The Housing Act 1925 (15 & 16 Geo. 5. c. 14) was an act of the Parliament of the United Kingdom that consolidated enactments relating to the housing of the working classes in England and Wales.

The Housing (Scotland) Act 1925 (15 & 16 Geo. 5. c. 15) made similar provisions for Scotland.

== Provisions ==
=== Repealed enactments ===
Section 136 of the act repealed 18 enactments, listed in the sixth schedule to the act.

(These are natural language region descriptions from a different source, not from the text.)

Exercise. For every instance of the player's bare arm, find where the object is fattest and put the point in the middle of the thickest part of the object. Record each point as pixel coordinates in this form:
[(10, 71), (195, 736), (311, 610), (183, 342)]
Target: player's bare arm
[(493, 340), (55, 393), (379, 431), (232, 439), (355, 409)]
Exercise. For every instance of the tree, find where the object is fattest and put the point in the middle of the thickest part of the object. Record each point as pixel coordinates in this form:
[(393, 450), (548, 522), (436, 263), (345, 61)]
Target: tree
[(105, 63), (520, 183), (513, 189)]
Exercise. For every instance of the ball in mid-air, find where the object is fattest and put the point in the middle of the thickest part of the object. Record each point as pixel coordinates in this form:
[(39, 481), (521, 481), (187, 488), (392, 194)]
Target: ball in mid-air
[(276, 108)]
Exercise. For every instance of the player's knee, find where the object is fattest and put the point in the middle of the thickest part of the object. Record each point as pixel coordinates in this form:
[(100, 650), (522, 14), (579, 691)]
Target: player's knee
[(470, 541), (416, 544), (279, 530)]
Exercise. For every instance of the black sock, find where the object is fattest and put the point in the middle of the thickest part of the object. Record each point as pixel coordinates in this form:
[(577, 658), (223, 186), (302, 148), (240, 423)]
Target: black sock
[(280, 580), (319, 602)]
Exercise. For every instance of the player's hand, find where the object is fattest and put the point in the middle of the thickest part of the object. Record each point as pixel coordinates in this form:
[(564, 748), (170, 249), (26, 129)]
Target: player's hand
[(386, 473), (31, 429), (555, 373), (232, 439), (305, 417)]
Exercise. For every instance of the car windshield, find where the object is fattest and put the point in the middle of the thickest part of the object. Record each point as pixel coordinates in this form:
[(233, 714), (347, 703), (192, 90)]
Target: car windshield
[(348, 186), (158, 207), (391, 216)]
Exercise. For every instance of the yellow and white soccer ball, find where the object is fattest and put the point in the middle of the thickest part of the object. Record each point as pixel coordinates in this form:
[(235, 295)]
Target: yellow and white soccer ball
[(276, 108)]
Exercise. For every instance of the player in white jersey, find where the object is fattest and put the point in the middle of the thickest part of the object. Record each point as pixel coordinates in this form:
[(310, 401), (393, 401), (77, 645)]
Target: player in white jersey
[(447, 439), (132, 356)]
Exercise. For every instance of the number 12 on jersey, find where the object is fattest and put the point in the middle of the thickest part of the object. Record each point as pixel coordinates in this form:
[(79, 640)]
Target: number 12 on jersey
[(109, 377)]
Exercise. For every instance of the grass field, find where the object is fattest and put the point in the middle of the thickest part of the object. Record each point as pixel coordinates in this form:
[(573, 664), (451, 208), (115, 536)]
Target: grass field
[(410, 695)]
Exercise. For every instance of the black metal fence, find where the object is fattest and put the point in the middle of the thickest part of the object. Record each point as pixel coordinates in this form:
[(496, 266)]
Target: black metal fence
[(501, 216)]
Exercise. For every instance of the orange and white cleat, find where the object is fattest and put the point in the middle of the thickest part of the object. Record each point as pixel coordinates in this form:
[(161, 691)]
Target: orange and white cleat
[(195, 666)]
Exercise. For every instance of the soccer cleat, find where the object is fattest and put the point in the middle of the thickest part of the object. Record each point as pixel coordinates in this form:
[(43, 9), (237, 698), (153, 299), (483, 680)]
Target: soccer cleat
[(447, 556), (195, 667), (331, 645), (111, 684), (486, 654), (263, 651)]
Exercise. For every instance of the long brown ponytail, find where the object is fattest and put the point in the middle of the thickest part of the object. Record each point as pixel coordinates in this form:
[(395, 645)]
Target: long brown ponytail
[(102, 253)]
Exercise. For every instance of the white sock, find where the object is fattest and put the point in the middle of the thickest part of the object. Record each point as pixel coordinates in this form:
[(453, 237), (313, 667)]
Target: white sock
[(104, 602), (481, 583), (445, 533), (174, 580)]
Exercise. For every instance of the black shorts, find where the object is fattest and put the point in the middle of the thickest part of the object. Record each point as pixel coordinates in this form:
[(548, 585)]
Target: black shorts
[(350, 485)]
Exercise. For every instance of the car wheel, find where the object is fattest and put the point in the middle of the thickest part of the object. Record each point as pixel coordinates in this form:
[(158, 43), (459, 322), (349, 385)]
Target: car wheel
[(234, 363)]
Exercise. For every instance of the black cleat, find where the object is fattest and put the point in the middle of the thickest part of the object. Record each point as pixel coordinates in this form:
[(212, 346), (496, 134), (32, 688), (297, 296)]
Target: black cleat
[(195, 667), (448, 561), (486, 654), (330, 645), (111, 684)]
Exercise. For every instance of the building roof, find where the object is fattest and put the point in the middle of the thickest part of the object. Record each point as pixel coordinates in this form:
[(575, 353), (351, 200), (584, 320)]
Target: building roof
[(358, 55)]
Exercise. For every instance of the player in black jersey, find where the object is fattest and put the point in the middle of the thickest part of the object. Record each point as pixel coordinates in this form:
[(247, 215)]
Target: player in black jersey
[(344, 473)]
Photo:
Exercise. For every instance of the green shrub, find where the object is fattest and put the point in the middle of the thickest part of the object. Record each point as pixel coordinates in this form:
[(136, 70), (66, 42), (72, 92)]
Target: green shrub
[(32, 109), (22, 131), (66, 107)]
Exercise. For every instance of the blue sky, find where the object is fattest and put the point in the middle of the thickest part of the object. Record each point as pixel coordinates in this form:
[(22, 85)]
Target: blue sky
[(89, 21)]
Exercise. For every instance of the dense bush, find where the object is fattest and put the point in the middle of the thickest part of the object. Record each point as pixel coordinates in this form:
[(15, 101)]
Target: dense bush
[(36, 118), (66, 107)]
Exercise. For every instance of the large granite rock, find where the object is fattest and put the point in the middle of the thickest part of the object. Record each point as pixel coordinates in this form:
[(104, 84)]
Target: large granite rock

| Citation | Short title | Extent of repeal |
|---|---|---|
| 44 & 45 Vict. c. 38 | Public Works Loans Act 1881 | Section eleven. |
| 53 & 54 Vict. c. 70 | Housing of the Working Classes Act 1890 | The whole act except subsection (1) of section seventy-four. |
| 53 & 54 Vict. c. ccxliii | London Council (General Powers) Act 1890 | Section twenty-five. |
| 56 & 57 Vict. c. 73 | Local Government Act 1894 | Subsection (2) of section six. |
| 57 & 58 Vict. c. 55 | Housing of the Working Classes Act 1894 | The whole act. |
| 62 & 63 Vict. c. 14 | London Government Act 1899 | In Part II of the Second Schedule the words "Power to adopt Part III. of the Housing of the Working Classes Act, 1890," and the words "The power to be only exercised within the borough" where those words secondly occur. |
| 63 & 64 Vict. c. 59 | Housing of the Working Classes Act 1900 | The whole act, so far as unrepealed. |
| 3 Edw. 7. c. 39 | Housing of the Working Classes Act 1903 | The whole act. |
| 9 Edw. 7. c. 44 | Housing, Town Planning, &c. Act 1909 | Part I., except section seven. Subsection (1) of section sixty-nine, and in subsections (2) and (3) of the same section the words "the clerk or" and "clerk or." Part IV. except so far as it relates to town planning. First, Second, and Sixth Schedules. |
| 4 & 5 Geo. 5. c. 33 | Public Works Loans Act 1914 | Section four. |
| 9 & 10 Geo. 5. c. 35 | Housing, Town Planning, &c., Act 1919 | Part I., except sections seven, nineteen, twenty-three, twenty-five, thirty-one, and thirty-six, and subsection (4) of section twenty-four and section forty, so far as required for the interpretation of the unrepealed provisions of the Act. First, Second, and Fifth Schedules. |
| 9 & 10 Geo. 5. c. 57 | Acquisition of Land (Assessment of Compensation) Act 1919 | In section seven the words "for the purposes of Part I. or Part II. of the Housing of the Working Classes Act, 1890 or" and the words from "and the provisions of the Second Schedule" to the end of subsection (1). |
| 9 & 10 Geo. 5. c. 99 | Housing (Additional Powers) Act 1919 | The whole act except sections eight, nine, ten, eleven and fifteen. |
| 10 & 11 Geo. 5. c. 76 | Agriculture Act 1920 | Section thirty-two. |
| 11 & 12 Geo. 5. c. 19 | Housing Act 1921 | Sections two, three, four and nine; section five, except so far as it amends the Small Dwellings Acquisition Act 1899. Section six, except so far as it amends section ten of the Housing (Additional Powers) Act 1919. |
| 12 & 13 Geo. 5. c. 33 | Public Works Loans Act 1922 | Section four. |
| 13 & 14 Geo. 5. c. 24 | Housing, &c. Act 1923 | Sections five, seven to fifteen and seventeen. The First Schedule. The Second Schedule, except so far as it amends sections fifty-nine and sixty-nine of the Housing, Town Planning, &c., Acts, 1909. |
| 14 & 15 Geo. 5. c. 35 | Housing (Financial Provisions) Act 1924 | Section twelve. The Second Schedule, so far as it amends section five of the Housing, &c., Act 1923. |

== Subsequent developments ==
The whole act was repealed by section 190 of, and the twelfth schedule to, the Housing Act 1936 (26 Geo. 5 & 1 Edw. 8. c. 51), which came into force on 1 January 1937.